If $n \equiv 1 \pmod 8$, then $n=1+8k$. So, $(8k+1-1)/2=4k$. So, we have: $$1,2, \dots, 4k$$ Multiplying each term by $(-1)$: $$-1,-2, \dots, -4k$$ $$8k+1-1, 8k+1-2, \dots , 8k+1-4k$$ $$8k, 8k-1, \dots, 4k+1$$
Each term is greater than $4k$ and there are $4k$ such terms, so Gauss' Lemma says $\left(\frac{-1}{n}\right)=(-1)^{4k}=1$
Is there an easier and/or neater way to do this. I must use Gauss' Lemma to find $\left(\frac{-1}{n}\right), \left(\frac{2}{n}\right), \left(\frac{-2}{n}\right)$ for $n \equiv 1,3,5,7 \pmod 8$.
I'll give you the idea:
$\left(\frac{2}{p}\right) = (-1)^x $ where $ x =\left|\{1 \leq j \leq \frac{p-1}{2} \mid p \geq 2j \pmod p \text{ (the least such positive integer value mod p)} \geq 0\} \right|$ by Gauss' Lemma.

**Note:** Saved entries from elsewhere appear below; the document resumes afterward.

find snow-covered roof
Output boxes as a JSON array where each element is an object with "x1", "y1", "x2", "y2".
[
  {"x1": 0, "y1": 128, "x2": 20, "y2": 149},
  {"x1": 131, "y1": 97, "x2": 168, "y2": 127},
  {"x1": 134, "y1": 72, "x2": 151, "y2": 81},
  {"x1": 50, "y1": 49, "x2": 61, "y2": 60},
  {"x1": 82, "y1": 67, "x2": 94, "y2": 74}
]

Use the floor function on $p$, and test cases $p = 8k +1, \dots 8k + 7$ noting that $ x = \frac{p-1}{2} - \lfloor \frac{p}{4} \rfloor$ (Why? Check for yourself, but it's just a bit of algebraic manipulation)
Then for $\left(\frac{-2}{p}\right)$ will follow from multiplicativity of the Legendre symbol.
Your method above is fine for the $-1$ case.